通过发布文献求助，成功后即可免费获取论文全文。去求助

来源期刊

Journal of Computational Science COMPUTER SCIENCE, INTERDISCIPLINARY APPLICATIONS-COMPUTER SCIENCE, THEORY & METHODS

CiteScore

5.50

自引率

3.00%

发文量

227

审稿时长

41 days

期刊介绍： Computational Science is a rapidly growing multi- and interdisciplinary field that uses advanced computing and data analysis to understand and solve complex problems. It has reached a level of predictive capability that now firmly complements the traditional pillars of experimentation and theory. The recent advances in experimental techniques such as detectors, on-line sensor networks and high-resolution imaging techniques, have opened up new windows into physical and biological processes at many levels of detail. The resulting data explosion allows for detailed data driven modeling and simulation. This new discipline in science combines computational thinking, modern computational methods, devices and collateral technologies to address problems far beyond the scope of traditional numerical methods.
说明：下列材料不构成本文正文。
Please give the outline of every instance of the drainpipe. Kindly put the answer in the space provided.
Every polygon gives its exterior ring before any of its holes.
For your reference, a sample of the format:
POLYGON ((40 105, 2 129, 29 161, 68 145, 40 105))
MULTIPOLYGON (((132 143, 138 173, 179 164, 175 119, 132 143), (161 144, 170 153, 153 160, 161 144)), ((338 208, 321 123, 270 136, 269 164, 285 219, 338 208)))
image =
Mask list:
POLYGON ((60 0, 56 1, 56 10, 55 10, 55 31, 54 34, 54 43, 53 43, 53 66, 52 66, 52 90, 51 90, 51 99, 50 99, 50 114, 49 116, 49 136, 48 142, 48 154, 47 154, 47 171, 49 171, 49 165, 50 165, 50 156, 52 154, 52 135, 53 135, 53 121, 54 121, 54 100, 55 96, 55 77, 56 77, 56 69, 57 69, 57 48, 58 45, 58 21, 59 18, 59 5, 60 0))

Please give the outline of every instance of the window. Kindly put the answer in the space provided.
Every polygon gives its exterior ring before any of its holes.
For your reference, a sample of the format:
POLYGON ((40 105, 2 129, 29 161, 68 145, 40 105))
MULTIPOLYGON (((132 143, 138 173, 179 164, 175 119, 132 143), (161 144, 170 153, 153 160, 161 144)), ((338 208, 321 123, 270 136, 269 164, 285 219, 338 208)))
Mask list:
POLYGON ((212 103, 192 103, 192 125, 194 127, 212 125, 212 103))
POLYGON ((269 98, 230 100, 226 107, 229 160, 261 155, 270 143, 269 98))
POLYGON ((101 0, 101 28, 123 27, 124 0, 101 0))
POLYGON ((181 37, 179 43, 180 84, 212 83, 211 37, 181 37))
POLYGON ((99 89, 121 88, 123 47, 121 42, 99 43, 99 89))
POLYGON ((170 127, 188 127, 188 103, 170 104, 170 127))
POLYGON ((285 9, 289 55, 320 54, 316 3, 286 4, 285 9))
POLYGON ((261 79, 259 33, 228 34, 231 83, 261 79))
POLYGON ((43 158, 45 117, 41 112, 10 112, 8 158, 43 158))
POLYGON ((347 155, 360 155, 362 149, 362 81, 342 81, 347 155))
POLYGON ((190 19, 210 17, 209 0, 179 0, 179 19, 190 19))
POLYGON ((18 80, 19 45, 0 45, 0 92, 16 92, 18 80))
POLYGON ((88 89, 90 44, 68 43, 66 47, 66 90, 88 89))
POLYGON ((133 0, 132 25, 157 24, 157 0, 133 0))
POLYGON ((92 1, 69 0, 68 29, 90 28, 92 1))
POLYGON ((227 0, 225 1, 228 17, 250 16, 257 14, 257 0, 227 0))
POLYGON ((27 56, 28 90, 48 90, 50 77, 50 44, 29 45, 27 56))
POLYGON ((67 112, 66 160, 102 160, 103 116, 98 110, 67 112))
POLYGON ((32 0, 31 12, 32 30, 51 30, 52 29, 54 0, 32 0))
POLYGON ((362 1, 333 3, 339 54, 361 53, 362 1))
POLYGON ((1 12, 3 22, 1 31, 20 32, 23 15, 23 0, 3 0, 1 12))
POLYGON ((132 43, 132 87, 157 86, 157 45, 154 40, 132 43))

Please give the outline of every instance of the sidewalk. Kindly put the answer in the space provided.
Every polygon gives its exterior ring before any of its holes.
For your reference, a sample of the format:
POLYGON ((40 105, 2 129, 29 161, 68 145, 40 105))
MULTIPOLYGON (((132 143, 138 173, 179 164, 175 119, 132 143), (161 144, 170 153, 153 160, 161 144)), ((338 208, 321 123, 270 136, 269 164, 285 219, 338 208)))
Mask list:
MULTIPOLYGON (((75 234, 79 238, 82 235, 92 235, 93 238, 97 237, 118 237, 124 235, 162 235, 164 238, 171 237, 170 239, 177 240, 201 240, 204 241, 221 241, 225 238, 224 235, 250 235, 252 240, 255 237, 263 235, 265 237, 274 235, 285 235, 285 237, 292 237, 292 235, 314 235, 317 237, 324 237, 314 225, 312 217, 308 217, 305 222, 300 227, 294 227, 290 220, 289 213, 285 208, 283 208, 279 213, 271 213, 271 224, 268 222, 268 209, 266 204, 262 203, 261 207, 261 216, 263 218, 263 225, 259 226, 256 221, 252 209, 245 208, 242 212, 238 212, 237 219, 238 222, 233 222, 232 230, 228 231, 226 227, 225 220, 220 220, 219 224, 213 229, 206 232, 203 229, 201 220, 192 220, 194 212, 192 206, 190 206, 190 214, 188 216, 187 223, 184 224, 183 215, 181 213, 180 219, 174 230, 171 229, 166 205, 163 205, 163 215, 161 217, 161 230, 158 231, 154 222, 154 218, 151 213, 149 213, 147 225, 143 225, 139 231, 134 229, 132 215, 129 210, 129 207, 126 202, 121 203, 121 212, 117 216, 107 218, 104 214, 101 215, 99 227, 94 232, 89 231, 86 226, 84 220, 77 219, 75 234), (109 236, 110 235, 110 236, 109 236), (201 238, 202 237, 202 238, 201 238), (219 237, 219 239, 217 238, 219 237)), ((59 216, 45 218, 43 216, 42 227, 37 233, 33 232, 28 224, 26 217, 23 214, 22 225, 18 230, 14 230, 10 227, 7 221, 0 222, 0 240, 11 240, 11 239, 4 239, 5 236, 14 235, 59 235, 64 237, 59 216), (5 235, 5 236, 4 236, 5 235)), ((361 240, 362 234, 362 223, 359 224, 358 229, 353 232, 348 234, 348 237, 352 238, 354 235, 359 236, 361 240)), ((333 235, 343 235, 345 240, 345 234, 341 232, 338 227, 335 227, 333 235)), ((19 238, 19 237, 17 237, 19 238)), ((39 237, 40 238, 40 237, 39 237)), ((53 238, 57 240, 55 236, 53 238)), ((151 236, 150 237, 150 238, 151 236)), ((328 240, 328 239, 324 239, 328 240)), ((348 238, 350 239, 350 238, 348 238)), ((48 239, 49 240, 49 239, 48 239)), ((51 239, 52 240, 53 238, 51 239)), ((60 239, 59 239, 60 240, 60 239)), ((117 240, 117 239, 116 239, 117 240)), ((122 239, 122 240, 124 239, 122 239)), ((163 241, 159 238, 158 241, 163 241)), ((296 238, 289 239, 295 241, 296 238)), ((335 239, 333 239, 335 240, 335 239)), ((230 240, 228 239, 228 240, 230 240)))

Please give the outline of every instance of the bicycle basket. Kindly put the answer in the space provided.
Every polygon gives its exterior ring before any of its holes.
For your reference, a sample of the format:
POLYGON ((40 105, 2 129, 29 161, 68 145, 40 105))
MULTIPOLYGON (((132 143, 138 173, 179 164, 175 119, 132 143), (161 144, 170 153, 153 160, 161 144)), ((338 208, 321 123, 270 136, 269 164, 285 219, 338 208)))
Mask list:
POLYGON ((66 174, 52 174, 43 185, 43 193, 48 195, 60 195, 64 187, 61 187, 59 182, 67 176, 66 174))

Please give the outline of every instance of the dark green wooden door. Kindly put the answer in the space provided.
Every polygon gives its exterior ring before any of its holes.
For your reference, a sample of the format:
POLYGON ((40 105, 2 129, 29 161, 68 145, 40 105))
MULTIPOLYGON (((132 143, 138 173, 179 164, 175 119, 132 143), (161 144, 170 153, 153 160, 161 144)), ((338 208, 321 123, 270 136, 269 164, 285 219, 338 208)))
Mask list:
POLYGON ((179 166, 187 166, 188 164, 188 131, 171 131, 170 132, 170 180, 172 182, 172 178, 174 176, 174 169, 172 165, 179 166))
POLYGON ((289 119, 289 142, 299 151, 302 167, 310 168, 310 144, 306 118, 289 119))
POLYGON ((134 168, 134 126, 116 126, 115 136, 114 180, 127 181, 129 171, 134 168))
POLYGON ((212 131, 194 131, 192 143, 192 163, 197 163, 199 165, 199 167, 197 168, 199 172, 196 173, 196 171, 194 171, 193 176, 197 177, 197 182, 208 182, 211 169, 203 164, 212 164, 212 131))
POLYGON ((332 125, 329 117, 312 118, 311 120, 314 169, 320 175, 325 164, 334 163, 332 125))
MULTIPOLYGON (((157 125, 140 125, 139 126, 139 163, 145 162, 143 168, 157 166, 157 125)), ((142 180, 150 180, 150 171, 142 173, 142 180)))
Computational science typically unifies three distinct elements: • Modeling, Algorithms and Simulations (e.g. numerical and non-numerical, discrete and continuous); • Software developed to solve science (e.g., biological, physical, and social), engineering, medicine, and humanities problems; • Computer and information science that develops and optimizes the advanced system hardware, software, networking, and data management components (e.g. problem solving environments).